WASHINGTON — Thousands of home mortgage applicants with less-than-perfect credit files could qualify for lower interest rates on their loans, thanks to the entry of a huge new lender into the so-called "sub-prime" market.

Freddie Mac, a federally chartered, privately run financial institution, surprised the mortgage industry recently by revealing that it plans to purchase up to $2.5 billion worth of sub-prime home mortgages during the coming year.
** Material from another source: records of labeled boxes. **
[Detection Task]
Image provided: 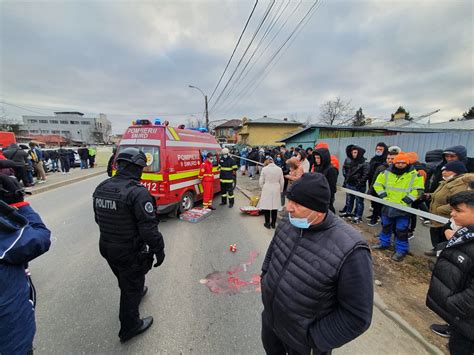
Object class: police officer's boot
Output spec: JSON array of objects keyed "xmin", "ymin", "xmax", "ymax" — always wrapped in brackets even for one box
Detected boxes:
[{"xmin": 120, "ymin": 316, "xmax": 153, "ymax": 343}]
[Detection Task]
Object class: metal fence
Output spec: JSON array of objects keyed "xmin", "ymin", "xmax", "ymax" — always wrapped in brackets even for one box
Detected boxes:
[{"xmin": 318, "ymin": 130, "xmax": 474, "ymax": 184}]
The money could fund as many as 40,000 home refinances or purchases nationwide, according to a company spokesman.

The sub-prime market--often called B and C lending in the mortgage trade--serves applicants who have been late in paying their monthly credit card or other debts, including their home loans.

The more serious the credit problems borrowers have in their credit histories, the lower they rank on the alphabetical scale of credit risk and the higher the interest rates and fees they're charged.


For example, some lenders define B applicants as those who have been late as much as 60 days in the last 12 months on a charge account debt, 30 days late on their mortgage once in the last 12 months and who have an overall debt-to-household income ratio above 40%. Applicants with B ratings often are charged at least a full percentage point higher rate than prime or A borrowers, and they will probably pay higher loan fees at settlement.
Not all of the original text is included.